Oppong-Yeboah was commenting on the theme, “Innovation and technological change, and education in the digital age for achieving gender equality and the empowerment of all women and girls,” in an interview with the Ghana News Agency when she attended the Commission’s Status of Women (CSW67) meeting in New York, United States of America.
The session was aimed at identifying the key factors and trends regarding women’s participation in ICT and its dynamics, as well as analysing practices that could enable women’s participation in the digital world.
It sought to provide updated evidence for prognostics and policymaking in women in ICT in the world.
Josephine Oppong-Yeboah said data trends suggested that gender inequality in the digital sphere was essentially a result of the persistence of strong unconscious biases about what was appropriate and what capacities each gender had, as well as about the technologies themselves.
She noted that for the country to address the gender inequalities in the ICT sector, it needed to initiate processes at the educational level, particularly at the basic school level to enable girls to develop an interest in ICT at an early age.
“If the existing biases are not addressed, rapid economic advances by digital transformation will not take into account the existing gender gap in the sector, which will simply amplify and, possibly perpetuate gender stereotypes,” she said.

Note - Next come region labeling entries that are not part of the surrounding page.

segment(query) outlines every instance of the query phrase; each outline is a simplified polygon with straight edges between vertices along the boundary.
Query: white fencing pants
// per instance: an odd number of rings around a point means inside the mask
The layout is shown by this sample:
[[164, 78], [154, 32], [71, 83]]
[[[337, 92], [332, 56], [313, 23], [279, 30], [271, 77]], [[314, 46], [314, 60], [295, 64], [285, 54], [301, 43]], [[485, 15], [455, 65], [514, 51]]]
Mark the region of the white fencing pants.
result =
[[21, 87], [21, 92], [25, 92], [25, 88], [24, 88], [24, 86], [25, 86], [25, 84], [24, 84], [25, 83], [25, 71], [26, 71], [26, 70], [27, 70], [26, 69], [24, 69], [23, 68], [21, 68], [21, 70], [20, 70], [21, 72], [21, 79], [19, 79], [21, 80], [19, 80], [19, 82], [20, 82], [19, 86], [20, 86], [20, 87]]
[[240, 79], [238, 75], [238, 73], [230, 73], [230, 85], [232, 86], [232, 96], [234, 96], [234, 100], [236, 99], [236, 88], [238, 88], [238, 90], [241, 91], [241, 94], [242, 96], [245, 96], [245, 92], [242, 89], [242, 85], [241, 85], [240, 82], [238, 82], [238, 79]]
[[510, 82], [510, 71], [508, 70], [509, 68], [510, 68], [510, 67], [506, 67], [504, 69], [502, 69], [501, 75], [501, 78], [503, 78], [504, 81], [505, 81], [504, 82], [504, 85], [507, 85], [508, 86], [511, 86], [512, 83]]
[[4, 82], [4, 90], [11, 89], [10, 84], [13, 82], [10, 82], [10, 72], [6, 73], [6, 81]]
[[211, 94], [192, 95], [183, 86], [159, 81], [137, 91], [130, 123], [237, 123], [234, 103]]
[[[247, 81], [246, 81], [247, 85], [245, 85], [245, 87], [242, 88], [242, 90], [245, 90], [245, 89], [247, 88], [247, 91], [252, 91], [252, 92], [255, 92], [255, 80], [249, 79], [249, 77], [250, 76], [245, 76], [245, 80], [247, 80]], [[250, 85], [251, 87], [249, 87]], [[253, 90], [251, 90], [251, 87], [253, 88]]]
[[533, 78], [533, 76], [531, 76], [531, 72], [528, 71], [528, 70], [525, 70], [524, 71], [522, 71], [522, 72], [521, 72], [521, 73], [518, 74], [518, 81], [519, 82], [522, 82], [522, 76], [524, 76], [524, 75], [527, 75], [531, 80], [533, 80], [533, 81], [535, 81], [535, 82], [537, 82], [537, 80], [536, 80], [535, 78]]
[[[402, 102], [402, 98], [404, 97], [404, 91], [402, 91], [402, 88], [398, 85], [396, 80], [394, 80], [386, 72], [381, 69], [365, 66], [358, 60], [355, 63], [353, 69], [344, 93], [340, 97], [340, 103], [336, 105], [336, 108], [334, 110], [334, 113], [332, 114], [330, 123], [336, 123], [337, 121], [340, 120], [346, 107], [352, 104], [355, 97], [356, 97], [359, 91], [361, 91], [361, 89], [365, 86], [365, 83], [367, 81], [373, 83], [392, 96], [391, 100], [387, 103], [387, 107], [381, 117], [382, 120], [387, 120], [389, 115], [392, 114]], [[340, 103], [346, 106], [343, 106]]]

Josephine Oppong-Yeboah said, “Only a few women graduate in ICT-related fields and very few enter the sector after graduation. Despite the increased awareness and numerous initiatives, women still face significant challenges in the sector that affect all stages of females’ career paths and life courses in the digital sphere.”
She thought that if equality in the digital sphere was not achieved, the world would miss talents, vision, resources, and wealth.
Josephine Oppong-Yeboah said when women were involved in technology development, they factored the concerns of their customized innovations that addressed their unique challenges.
On Ghana’s participation in the UN conference, she expressed concern about no representation from the country, describing it as “disheartening.”
“Today’s session is very critical, and Ghana needed to be here. We cannot claim to be interested in the affairs of women and ignore today’s session with no representation,” she told the GNA.